Series… Have you written one yet? If you have, then you know the struggles. The first one goes pretty well as writing goes, but when you start on the second, if it’s a continuing series, well, the problems start. Do you remember this about a character? Do you remember the neighbor’s name that will be appearing some in the other books? What did you name the dog? Wow, yeah, that’s where the fun really begins…

Here’s what I learned, the hard way and hopefully it will help guide some of you into writing series without the struggle… I’ve attached a picture of the front of one of my series notebooks for the Sky Ridge Series.

When I first started writing, I decided to do a series where a couple of the books were connected. The problems didn’t start until the second book. I was constantly looking back to see about facts and such. It was horrible. I had so much to write but between the looking back and double checking facts, it took longer to write the next couple books.

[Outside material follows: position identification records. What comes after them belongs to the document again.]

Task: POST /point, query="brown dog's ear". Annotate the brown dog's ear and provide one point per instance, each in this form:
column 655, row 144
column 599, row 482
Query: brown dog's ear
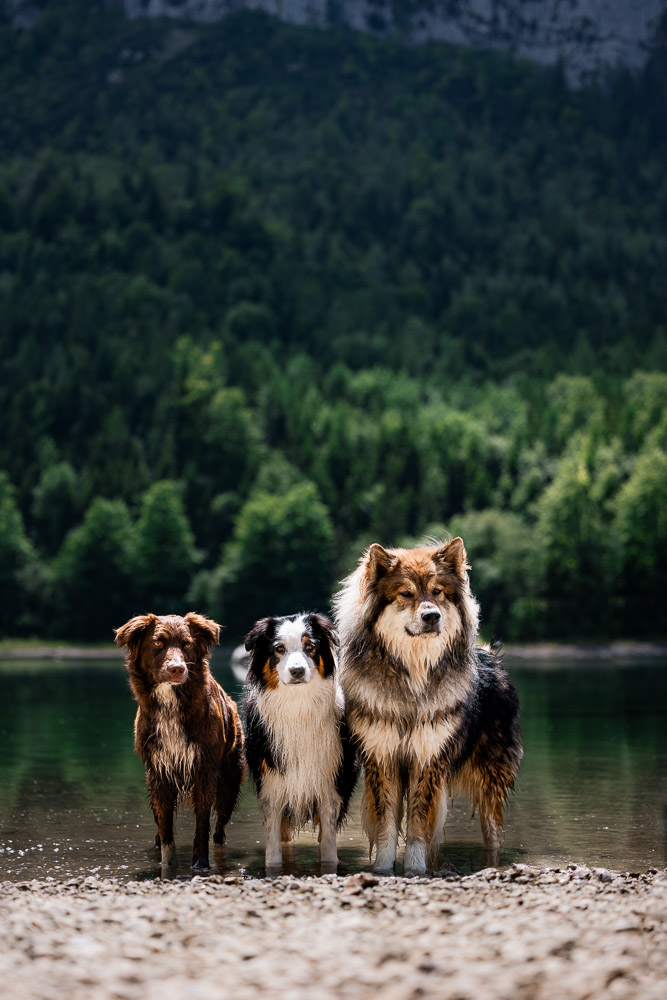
column 131, row 633
column 260, row 630
column 454, row 555
column 323, row 628
column 204, row 629
column 379, row 561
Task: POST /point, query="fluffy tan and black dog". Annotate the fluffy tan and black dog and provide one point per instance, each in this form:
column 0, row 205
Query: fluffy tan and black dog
column 432, row 713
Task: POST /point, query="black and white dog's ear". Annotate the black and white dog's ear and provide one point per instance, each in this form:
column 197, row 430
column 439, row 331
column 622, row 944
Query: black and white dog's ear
column 260, row 630
column 327, row 638
column 258, row 642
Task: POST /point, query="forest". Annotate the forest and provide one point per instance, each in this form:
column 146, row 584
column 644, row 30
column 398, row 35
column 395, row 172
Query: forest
column 269, row 294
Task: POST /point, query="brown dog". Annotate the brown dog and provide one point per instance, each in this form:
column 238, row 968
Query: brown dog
column 187, row 730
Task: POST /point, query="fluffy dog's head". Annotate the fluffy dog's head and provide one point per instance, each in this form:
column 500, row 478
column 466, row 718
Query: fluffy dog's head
column 291, row 650
column 167, row 648
column 417, row 601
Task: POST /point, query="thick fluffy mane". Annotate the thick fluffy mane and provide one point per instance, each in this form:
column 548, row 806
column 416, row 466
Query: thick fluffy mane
column 363, row 598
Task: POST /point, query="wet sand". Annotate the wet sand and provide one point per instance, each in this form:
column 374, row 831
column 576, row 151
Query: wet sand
column 523, row 932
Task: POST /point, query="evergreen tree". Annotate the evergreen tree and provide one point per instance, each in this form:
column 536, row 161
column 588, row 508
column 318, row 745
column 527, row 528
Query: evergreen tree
column 93, row 575
column 18, row 566
column 279, row 560
column 165, row 553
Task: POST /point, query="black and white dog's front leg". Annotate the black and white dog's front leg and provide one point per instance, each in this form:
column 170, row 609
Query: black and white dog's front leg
column 272, row 801
column 329, row 811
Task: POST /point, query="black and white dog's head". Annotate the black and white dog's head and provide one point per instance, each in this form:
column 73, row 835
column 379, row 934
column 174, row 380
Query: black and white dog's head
column 291, row 650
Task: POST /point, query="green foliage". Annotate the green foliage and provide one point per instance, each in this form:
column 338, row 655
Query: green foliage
column 56, row 505
column 93, row 574
column 165, row 556
column 640, row 528
column 279, row 560
column 507, row 572
column 17, row 564
column 291, row 291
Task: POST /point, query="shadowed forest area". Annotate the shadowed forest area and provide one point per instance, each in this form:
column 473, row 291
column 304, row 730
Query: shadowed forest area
column 269, row 294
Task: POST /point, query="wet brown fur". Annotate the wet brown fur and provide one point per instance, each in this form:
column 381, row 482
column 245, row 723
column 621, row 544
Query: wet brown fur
column 188, row 735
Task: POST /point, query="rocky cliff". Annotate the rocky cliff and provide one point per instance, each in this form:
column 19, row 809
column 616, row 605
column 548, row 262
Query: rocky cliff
column 586, row 35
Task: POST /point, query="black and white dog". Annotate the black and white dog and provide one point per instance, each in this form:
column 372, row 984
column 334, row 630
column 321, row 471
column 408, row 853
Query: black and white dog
column 298, row 748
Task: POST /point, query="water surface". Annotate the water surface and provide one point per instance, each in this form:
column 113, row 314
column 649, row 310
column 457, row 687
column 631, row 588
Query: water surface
column 592, row 788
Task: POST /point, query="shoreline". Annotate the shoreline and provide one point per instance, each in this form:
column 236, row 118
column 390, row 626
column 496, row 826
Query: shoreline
column 523, row 932
column 617, row 650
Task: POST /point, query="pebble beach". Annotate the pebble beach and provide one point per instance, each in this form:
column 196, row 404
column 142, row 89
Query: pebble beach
column 522, row 932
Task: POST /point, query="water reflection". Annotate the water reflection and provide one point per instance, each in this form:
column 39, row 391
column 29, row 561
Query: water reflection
column 72, row 798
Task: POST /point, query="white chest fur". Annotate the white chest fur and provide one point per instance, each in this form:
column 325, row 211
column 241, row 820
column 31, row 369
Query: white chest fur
column 302, row 722
column 172, row 755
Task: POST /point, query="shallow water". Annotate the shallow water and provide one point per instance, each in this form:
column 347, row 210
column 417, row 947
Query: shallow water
column 592, row 789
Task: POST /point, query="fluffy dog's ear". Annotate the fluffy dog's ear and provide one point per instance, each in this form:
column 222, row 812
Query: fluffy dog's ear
column 323, row 628
column 131, row 633
column 205, row 630
column 453, row 555
column 379, row 561
column 327, row 638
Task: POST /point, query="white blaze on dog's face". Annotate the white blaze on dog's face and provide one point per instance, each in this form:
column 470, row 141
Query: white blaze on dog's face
column 295, row 650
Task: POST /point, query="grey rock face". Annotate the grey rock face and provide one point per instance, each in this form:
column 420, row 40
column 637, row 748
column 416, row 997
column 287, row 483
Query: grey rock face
column 587, row 35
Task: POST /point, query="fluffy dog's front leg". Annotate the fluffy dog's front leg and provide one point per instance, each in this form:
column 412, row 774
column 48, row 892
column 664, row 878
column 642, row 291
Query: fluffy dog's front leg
column 382, row 810
column 427, row 811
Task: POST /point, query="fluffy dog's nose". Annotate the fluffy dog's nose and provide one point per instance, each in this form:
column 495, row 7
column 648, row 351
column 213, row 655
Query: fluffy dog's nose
column 431, row 616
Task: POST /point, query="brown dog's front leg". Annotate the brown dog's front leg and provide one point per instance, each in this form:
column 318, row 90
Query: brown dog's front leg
column 202, row 829
column 163, row 802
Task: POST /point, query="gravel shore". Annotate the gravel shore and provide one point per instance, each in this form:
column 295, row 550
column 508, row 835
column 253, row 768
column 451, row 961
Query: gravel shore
column 522, row 932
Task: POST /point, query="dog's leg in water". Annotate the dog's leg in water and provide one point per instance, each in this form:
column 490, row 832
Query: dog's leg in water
column 329, row 811
column 382, row 810
column 427, row 811
column 163, row 803
column 272, row 801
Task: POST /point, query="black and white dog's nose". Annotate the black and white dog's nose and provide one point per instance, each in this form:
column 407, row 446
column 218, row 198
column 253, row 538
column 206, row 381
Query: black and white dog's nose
column 430, row 617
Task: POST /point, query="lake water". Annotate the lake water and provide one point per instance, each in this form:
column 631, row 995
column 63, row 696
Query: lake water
column 592, row 789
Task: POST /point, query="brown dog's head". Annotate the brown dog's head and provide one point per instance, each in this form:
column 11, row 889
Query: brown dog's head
column 168, row 647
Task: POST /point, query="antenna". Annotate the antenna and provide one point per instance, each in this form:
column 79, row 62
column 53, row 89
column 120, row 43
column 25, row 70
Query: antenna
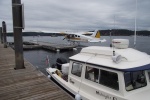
column 135, row 24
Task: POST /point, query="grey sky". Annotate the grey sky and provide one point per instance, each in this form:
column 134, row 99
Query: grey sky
column 79, row 15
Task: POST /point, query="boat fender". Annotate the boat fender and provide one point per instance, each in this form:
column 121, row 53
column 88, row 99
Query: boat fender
column 58, row 73
column 77, row 97
column 49, row 76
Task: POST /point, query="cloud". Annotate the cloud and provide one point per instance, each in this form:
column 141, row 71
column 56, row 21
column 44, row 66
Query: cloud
column 63, row 15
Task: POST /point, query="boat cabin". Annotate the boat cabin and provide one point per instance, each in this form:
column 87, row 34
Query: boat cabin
column 109, row 73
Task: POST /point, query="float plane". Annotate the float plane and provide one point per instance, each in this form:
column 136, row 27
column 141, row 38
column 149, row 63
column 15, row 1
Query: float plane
column 83, row 37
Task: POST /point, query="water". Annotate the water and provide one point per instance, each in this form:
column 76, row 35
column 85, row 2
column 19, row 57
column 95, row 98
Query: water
column 38, row 57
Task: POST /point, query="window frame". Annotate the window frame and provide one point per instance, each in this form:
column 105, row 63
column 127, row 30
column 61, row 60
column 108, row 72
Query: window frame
column 90, row 79
column 135, row 80
column 80, row 70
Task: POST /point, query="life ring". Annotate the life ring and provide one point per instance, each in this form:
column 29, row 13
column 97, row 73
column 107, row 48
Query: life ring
column 58, row 73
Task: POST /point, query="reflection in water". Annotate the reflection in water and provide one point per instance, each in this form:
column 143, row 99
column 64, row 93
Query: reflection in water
column 38, row 57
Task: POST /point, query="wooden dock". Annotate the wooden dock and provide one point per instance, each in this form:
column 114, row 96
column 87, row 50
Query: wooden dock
column 25, row 84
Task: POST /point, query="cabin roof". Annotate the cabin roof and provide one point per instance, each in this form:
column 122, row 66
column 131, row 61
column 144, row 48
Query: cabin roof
column 132, row 60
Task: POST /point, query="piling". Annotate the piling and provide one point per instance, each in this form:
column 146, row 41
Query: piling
column 1, row 34
column 17, row 28
column 4, row 34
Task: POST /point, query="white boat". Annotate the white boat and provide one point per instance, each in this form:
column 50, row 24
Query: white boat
column 106, row 73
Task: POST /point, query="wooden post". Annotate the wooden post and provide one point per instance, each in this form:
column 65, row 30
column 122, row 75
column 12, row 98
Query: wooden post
column 17, row 28
column 1, row 34
column 4, row 34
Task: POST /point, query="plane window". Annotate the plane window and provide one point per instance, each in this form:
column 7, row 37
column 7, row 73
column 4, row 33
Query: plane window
column 134, row 80
column 92, row 74
column 109, row 79
column 76, row 69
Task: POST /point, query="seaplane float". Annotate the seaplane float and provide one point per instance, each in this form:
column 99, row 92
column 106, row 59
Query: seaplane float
column 105, row 73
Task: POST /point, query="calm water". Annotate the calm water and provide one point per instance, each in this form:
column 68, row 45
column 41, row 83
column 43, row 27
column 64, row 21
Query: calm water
column 38, row 57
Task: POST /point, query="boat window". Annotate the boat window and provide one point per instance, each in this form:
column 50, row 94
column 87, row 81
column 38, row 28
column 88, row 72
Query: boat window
column 109, row 79
column 134, row 80
column 92, row 74
column 76, row 69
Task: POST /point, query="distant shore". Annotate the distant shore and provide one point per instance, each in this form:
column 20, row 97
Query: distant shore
column 114, row 32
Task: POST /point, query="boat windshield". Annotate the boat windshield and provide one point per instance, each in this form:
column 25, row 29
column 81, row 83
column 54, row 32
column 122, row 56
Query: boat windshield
column 134, row 80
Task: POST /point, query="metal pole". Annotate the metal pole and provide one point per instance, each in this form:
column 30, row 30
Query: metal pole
column 1, row 34
column 17, row 21
column 4, row 34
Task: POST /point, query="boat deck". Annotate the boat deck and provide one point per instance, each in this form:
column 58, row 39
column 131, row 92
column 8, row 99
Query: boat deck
column 25, row 84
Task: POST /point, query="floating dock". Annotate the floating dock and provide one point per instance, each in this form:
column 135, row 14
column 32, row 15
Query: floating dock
column 46, row 45
column 25, row 84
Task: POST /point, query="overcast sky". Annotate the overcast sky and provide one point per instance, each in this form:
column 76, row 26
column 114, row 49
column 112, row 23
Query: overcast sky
column 79, row 15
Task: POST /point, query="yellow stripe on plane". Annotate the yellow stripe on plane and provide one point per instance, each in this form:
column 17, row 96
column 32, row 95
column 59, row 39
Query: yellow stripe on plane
column 97, row 34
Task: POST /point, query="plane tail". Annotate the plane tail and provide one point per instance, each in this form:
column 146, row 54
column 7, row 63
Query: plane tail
column 96, row 34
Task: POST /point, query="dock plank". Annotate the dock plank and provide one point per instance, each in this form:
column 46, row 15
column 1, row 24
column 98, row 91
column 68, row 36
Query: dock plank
column 25, row 84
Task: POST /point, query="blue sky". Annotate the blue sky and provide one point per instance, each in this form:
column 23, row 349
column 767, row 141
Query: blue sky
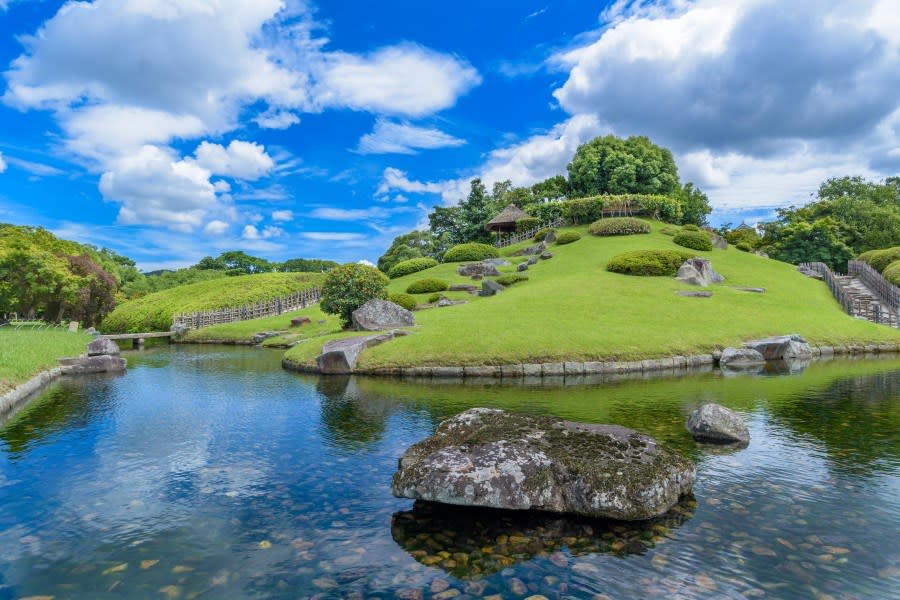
column 172, row 129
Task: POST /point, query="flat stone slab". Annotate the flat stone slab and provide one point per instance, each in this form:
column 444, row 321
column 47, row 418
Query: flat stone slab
column 492, row 458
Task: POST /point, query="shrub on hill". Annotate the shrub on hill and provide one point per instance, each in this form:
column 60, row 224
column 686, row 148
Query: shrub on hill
column 567, row 237
column 413, row 265
column 619, row 226
column 892, row 272
column 696, row 240
column 882, row 258
column 511, row 278
column 154, row 312
column 648, row 262
column 425, row 286
column 405, row 300
column 348, row 287
column 470, row 251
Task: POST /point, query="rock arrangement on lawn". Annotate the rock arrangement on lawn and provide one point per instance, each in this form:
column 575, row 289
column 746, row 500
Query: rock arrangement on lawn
column 495, row 459
column 716, row 424
column 379, row 315
column 698, row 271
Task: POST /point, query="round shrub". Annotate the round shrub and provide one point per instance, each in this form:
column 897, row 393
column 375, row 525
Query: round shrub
column 425, row 286
column 413, row 265
column 697, row 240
column 648, row 262
column 405, row 300
column 567, row 237
column 618, row 226
column 470, row 251
column 348, row 287
column 882, row 258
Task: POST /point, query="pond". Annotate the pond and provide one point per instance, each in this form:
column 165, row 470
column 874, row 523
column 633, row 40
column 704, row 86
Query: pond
column 211, row 472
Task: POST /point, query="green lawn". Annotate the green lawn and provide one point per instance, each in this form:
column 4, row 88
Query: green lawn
column 573, row 309
column 26, row 352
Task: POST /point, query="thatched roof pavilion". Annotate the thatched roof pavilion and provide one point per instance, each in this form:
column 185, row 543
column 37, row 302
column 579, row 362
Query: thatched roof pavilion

So, when I started the Women of Magnolia Hill Saga, I began a journal on the series. I kept a timeline, character sketches, and places. Since this is a historical romance series and I tried to stay in line with history, somewhat, I printed out a timeline of the time period and marked where each book started and ended. This helped some with details.

Then the fun really begins. I had to keep up with who the oldest sibling and youngest sibling were. Also, in this series, it spans many, many years, so, sadly some of the main characters from the earlier books die. I had to keep up with their age when they died and how. That way when a character looks back, it’s factual, not pulled from my brain which doesn’t remember a lot these days.

The character and place parts are very critical. If your character has a child, well, you can’t just go on with the story and not include the child. That child will eventually grow up and surely he or she isn’t kept in a dark closet until future episodes. So, detail is very important.

In the Magnolia Saga, there is a magnolia tree in the front yard where every member gets married. I have to remember where it is. In my mind and my notebook, I have a sketch of the property. It helps.

With my newest series, I have a composition book for each series and I include the outline, characters and where they all cross paths. Since the Wishful Harbor series is all around the same time period, I have to make sure to keep up with the comings and goings of everyone, even the mailman. LOL!

I’ve sketched the town of Wishful Harbor and plan to have the sketch at the front of each of the five books in the series. That gives the reader a sense of knowing the town and lets their mind live in that town. I’m so excited about this series because it intertwines together to make a beautiful story about a sweet town. But, it couldn’t happen without my notebook of facts.

So, how do you keep your series straight? Does this help you to possibly tackle a series in the future? I hope it does. But remember, I’m always here if you have a question.